Дзен в искусстве написания книг - Брэдбери Рэй Дуглас (книги хорошего качества .txt) 📗
Второе решение я принял в двенадцать лет, когда мне подарили на Рождество игрушечную пишущую машинку.
И я решил стать писателем. Но между решением и его воплощением в жизнь лежало восемь лет, пока я учился в средней школе, старшей школе, продавал газеты на улицах Лос-Анджелеса и написал три миллиона слов.
Впервые мой рассказ приняли в журнале Роба Вагнера «Script», когда мне было двадцать.
Во второй раз меня напечатали в «Thrilling Wonder Stories».

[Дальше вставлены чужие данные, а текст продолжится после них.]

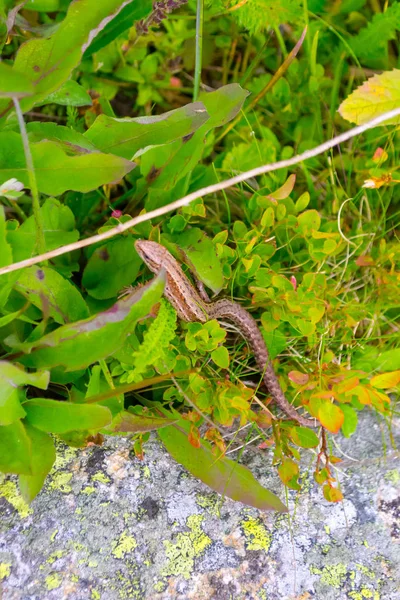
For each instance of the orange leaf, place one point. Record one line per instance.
(386, 380)
(298, 378)
(331, 416)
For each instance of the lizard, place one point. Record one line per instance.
(191, 305)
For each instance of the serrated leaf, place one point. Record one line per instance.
(127, 422)
(52, 293)
(374, 97)
(221, 357)
(77, 345)
(15, 449)
(111, 267)
(43, 455)
(330, 416)
(54, 416)
(50, 61)
(125, 137)
(304, 437)
(386, 380)
(222, 475)
(14, 84)
(56, 172)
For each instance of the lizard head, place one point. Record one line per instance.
(152, 254)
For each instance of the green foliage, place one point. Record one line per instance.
(311, 252)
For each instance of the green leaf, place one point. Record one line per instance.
(69, 94)
(164, 167)
(54, 416)
(129, 14)
(14, 84)
(15, 449)
(304, 437)
(77, 345)
(56, 172)
(221, 357)
(67, 138)
(111, 267)
(11, 380)
(52, 293)
(350, 420)
(221, 474)
(125, 137)
(200, 251)
(43, 455)
(51, 60)
(58, 225)
(127, 422)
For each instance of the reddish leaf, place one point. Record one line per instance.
(298, 378)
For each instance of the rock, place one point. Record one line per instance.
(107, 526)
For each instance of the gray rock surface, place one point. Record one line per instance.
(109, 527)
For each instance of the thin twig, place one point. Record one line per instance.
(209, 189)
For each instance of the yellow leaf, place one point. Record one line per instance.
(376, 96)
(331, 416)
(386, 380)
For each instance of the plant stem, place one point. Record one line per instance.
(40, 241)
(199, 48)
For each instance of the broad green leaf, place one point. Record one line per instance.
(111, 267)
(11, 380)
(164, 167)
(125, 137)
(55, 171)
(69, 94)
(350, 420)
(43, 455)
(67, 138)
(126, 422)
(15, 449)
(77, 345)
(222, 475)
(304, 437)
(55, 416)
(52, 293)
(51, 60)
(58, 225)
(221, 357)
(200, 250)
(14, 84)
(374, 97)
(331, 416)
(130, 13)
(386, 380)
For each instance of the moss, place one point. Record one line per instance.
(53, 581)
(334, 575)
(60, 482)
(101, 477)
(55, 556)
(9, 491)
(257, 536)
(5, 570)
(211, 502)
(124, 545)
(393, 476)
(188, 546)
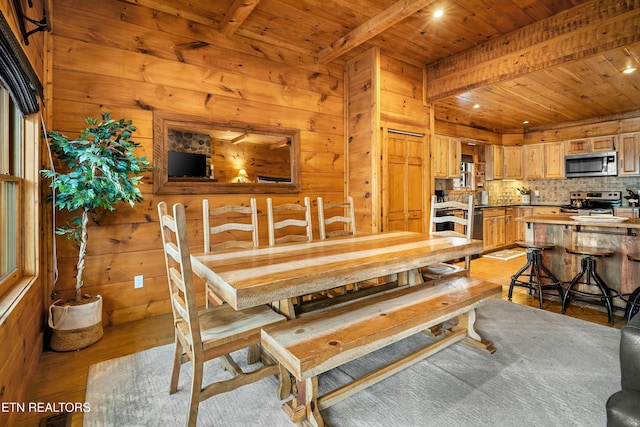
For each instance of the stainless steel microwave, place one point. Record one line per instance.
(604, 163)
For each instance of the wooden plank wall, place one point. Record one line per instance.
(21, 324)
(382, 91)
(363, 93)
(129, 60)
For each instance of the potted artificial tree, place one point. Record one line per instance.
(99, 170)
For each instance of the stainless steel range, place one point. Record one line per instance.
(593, 202)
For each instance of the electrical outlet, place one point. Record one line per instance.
(138, 282)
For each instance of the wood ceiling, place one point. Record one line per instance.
(546, 61)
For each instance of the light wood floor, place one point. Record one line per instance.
(62, 377)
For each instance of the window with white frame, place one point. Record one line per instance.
(11, 184)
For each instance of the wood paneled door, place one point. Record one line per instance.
(404, 181)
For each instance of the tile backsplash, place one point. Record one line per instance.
(556, 191)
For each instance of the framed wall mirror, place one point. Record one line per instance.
(195, 155)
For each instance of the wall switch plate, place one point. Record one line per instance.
(138, 282)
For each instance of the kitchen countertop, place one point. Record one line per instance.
(567, 220)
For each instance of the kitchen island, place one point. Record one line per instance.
(618, 234)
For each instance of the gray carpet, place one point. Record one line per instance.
(549, 370)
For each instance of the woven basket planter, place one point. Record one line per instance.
(75, 326)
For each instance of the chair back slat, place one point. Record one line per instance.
(301, 218)
(179, 271)
(233, 215)
(342, 212)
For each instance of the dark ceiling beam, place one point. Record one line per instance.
(238, 12)
(395, 13)
(585, 30)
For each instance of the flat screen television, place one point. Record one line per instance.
(187, 165)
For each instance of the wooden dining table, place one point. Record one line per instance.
(251, 277)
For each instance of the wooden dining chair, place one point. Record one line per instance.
(336, 213)
(455, 219)
(202, 335)
(228, 227)
(226, 221)
(295, 215)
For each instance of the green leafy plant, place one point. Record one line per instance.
(100, 171)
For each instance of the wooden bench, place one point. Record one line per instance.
(311, 345)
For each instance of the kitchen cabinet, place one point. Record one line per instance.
(403, 189)
(533, 163)
(512, 161)
(627, 212)
(510, 227)
(544, 161)
(446, 158)
(589, 145)
(494, 162)
(546, 210)
(629, 154)
(553, 160)
(493, 228)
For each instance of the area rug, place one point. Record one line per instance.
(505, 254)
(548, 370)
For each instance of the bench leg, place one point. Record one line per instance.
(308, 396)
(468, 321)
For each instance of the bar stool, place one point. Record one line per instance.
(588, 276)
(632, 299)
(534, 275)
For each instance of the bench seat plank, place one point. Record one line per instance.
(311, 345)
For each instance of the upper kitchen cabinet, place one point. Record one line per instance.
(554, 160)
(544, 161)
(629, 154)
(446, 157)
(533, 164)
(494, 162)
(589, 145)
(512, 155)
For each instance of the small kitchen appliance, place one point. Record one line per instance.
(593, 202)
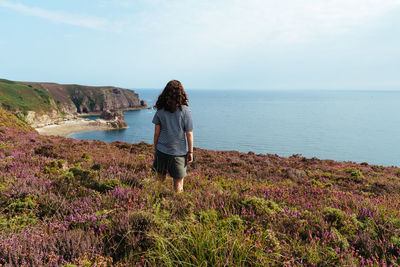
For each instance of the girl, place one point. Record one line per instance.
(173, 134)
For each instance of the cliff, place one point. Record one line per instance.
(46, 103)
(79, 99)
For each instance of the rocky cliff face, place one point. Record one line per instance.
(78, 99)
(114, 119)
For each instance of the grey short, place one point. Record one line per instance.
(174, 165)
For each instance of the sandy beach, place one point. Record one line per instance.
(67, 127)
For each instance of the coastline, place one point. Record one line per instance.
(72, 126)
(79, 124)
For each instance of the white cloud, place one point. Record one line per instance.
(91, 22)
(233, 23)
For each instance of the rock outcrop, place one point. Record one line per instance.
(115, 119)
(79, 99)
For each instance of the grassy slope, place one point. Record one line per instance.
(80, 202)
(16, 96)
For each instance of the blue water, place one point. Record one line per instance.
(360, 126)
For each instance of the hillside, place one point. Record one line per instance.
(46, 103)
(66, 201)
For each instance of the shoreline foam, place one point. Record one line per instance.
(72, 126)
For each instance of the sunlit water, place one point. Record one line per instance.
(360, 126)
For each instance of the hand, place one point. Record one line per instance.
(189, 157)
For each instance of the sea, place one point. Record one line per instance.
(358, 126)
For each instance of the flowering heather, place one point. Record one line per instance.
(66, 202)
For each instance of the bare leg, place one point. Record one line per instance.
(161, 177)
(178, 184)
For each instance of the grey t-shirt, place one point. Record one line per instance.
(172, 138)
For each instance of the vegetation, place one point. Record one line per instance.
(79, 203)
(19, 97)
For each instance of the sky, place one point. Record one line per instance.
(206, 44)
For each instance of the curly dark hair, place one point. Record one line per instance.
(172, 97)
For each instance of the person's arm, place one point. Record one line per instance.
(157, 129)
(189, 136)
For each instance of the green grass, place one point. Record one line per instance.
(15, 96)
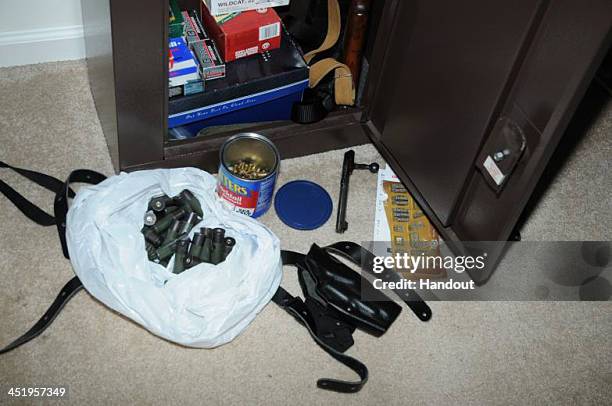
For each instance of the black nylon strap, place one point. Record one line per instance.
(63, 193)
(67, 292)
(29, 209)
(296, 307)
(60, 206)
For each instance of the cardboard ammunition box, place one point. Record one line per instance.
(203, 47)
(243, 34)
(176, 25)
(219, 7)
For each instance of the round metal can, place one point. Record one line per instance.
(252, 197)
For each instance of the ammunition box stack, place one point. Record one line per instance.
(168, 222)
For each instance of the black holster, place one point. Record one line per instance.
(338, 300)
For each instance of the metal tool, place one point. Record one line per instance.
(348, 167)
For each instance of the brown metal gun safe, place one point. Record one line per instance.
(450, 84)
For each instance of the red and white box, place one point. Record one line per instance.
(219, 7)
(243, 34)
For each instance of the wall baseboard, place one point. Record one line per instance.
(42, 45)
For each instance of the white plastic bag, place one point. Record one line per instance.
(205, 306)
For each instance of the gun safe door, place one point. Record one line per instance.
(460, 82)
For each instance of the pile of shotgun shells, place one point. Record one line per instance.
(169, 220)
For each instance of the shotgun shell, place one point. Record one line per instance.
(229, 244)
(159, 203)
(151, 252)
(150, 218)
(189, 202)
(166, 251)
(173, 231)
(216, 256)
(207, 246)
(151, 236)
(179, 258)
(189, 224)
(164, 223)
(196, 245)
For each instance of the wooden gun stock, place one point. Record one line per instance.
(355, 36)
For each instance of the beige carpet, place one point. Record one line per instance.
(469, 353)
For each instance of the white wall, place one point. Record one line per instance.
(35, 31)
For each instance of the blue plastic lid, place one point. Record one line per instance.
(303, 205)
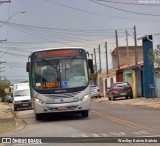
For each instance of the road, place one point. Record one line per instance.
(105, 120)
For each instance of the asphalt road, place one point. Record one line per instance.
(105, 120)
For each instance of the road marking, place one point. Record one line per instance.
(121, 121)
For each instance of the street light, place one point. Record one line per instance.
(23, 11)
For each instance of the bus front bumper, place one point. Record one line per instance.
(62, 107)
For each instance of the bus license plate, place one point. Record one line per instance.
(123, 93)
(25, 104)
(62, 108)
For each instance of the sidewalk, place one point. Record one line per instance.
(140, 101)
(7, 118)
(8, 121)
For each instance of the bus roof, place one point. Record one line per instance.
(46, 49)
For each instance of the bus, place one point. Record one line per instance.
(59, 80)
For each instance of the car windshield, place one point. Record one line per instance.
(22, 93)
(58, 74)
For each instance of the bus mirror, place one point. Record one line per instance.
(90, 65)
(28, 67)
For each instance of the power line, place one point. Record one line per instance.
(140, 4)
(96, 13)
(124, 10)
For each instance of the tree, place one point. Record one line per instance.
(154, 56)
(3, 84)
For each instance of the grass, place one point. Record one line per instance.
(6, 127)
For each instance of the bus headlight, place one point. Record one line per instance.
(38, 101)
(85, 97)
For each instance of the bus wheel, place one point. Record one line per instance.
(85, 113)
(15, 108)
(37, 116)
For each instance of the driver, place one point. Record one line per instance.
(74, 72)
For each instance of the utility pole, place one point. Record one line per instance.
(3, 40)
(99, 58)
(106, 58)
(92, 56)
(127, 47)
(117, 47)
(136, 51)
(95, 60)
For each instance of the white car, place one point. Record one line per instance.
(95, 91)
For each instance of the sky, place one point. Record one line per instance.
(64, 23)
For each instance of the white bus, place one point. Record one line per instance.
(59, 80)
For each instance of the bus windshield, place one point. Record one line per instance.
(22, 92)
(59, 73)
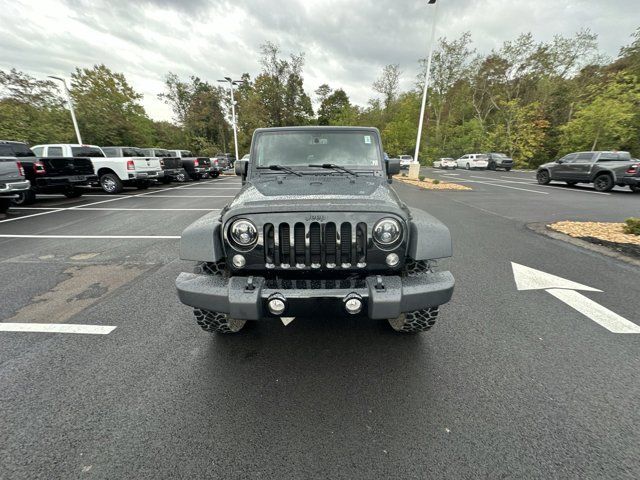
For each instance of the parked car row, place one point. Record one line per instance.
(488, 161)
(68, 168)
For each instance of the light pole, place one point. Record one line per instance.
(73, 115)
(427, 76)
(233, 112)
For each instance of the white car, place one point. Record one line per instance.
(405, 161)
(473, 160)
(445, 163)
(121, 166)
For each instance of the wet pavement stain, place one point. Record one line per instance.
(83, 287)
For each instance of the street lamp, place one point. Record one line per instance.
(427, 76)
(73, 115)
(233, 112)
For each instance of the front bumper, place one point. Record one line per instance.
(246, 298)
(146, 175)
(174, 172)
(633, 181)
(14, 187)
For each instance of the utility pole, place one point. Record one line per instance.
(427, 76)
(70, 103)
(233, 112)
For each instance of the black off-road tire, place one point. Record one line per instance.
(110, 183)
(211, 321)
(26, 197)
(416, 321)
(543, 177)
(603, 183)
(217, 322)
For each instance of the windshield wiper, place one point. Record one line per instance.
(333, 166)
(280, 168)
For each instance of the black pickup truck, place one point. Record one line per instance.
(48, 174)
(196, 167)
(12, 181)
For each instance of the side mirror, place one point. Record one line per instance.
(240, 167)
(393, 167)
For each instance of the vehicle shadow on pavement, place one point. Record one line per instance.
(350, 388)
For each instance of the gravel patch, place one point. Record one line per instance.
(428, 184)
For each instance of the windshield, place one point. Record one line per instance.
(15, 150)
(353, 149)
(86, 152)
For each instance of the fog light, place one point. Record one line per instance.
(353, 305)
(276, 306)
(393, 259)
(238, 261)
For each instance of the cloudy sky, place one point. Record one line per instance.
(346, 42)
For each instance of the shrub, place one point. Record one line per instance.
(632, 226)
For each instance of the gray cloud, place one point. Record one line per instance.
(346, 42)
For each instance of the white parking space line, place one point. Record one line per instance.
(507, 186)
(97, 237)
(193, 196)
(557, 187)
(98, 209)
(57, 328)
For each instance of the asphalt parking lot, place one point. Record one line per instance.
(511, 383)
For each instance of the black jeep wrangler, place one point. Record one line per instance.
(316, 227)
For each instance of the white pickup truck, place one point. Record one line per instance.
(116, 167)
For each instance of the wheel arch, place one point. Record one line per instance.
(429, 238)
(105, 170)
(202, 240)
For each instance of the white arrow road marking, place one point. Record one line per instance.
(531, 279)
(56, 328)
(596, 312)
(527, 278)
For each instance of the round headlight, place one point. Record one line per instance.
(387, 231)
(244, 233)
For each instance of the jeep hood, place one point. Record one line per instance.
(315, 193)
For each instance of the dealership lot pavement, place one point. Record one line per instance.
(510, 383)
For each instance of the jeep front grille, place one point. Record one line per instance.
(316, 245)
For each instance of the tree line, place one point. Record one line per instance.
(532, 100)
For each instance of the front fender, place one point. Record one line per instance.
(429, 238)
(201, 241)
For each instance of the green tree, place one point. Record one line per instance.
(32, 110)
(610, 120)
(108, 109)
(332, 107)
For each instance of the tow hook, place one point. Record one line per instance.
(353, 303)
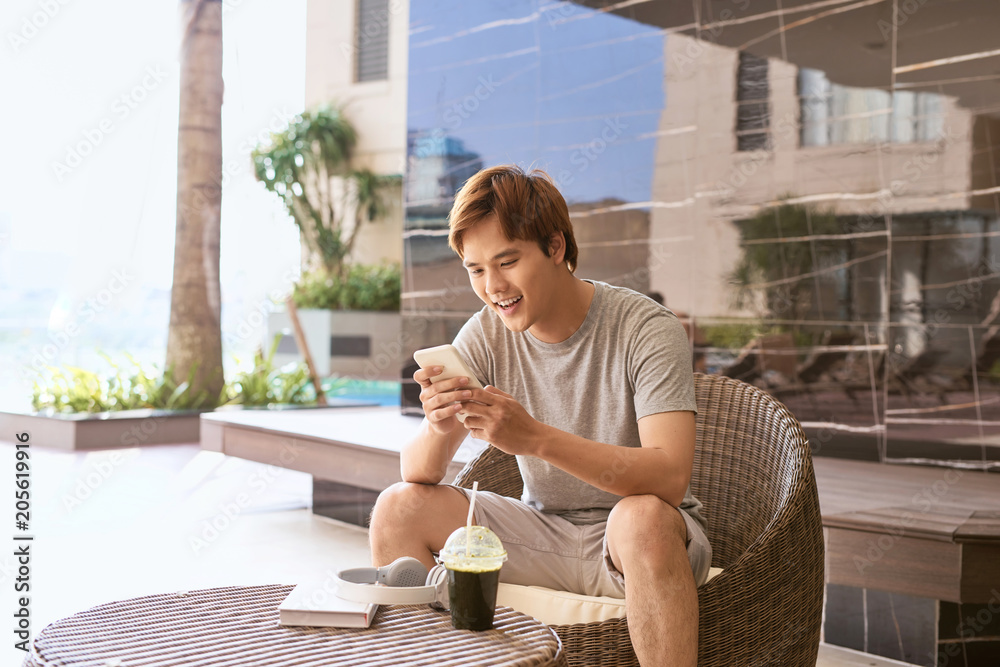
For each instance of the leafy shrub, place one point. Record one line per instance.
(73, 389)
(365, 287)
(77, 390)
(266, 385)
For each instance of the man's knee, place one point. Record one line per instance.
(401, 502)
(645, 525)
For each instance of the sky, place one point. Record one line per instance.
(88, 183)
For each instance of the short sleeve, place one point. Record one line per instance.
(660, 368)
(471, 345)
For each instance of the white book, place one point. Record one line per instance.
(317, 605)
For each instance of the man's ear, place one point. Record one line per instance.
(557, 247)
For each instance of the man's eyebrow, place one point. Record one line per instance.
(500, 255)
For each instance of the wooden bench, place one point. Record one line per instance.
(927, 539)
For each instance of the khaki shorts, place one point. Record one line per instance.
(547, 550)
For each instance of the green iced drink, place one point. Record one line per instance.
(473, 566)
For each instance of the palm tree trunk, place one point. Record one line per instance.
(194, 341)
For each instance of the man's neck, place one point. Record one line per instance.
(569, 310)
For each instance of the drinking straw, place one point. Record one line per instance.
(468, 521)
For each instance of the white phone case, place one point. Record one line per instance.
(449, 358)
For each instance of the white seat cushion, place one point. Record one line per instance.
(562, 608)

В третий раз — в «Weird Tales».
С тех пор я пристроил 250 рассказов почти во все журналы США и плюс к тому написал сценарий «Моби Дика» для Джона Хьюстона.
Я написал о Лоне Чейни и людях-скелетах для «Weird Tales».
Я написал об Иллинойсе и его первозданной природе в романе «Вино из одуванчиков».
Я написал об этих звездах над Иллинойсом — о звездах, к которым стремится новое поколение.
Я создал миры будущего на бумаге, очень похожие на тот мир, который я видел мальчишкой на Всемирной ярмарке в Нью-Йорке.
И я, хотя и запоздало, решил, что никогда не откажусь от своей первой мечты.
В конце концов, в каком-то смысле я — и фокусник тоже, единокровный брат Гудини, крольчонок — сын Блэкстоуна, родившийся, как мне нравится думать, при свете экрана в старом кинотеатре (мое второе имя Дуглас — Фэрбенкс был на пике славы, когда я родился в 1920-м) и возмужавший в лучшую из эпох, когда человек сделал последний и величайший шаг за пределы — прочь от моря, давшего ему начало, от пещеры, укрывавшей его, от земли, что поддерживала и питала его, и от воздуха, что призвал его и уже никогда не оставлял в покое.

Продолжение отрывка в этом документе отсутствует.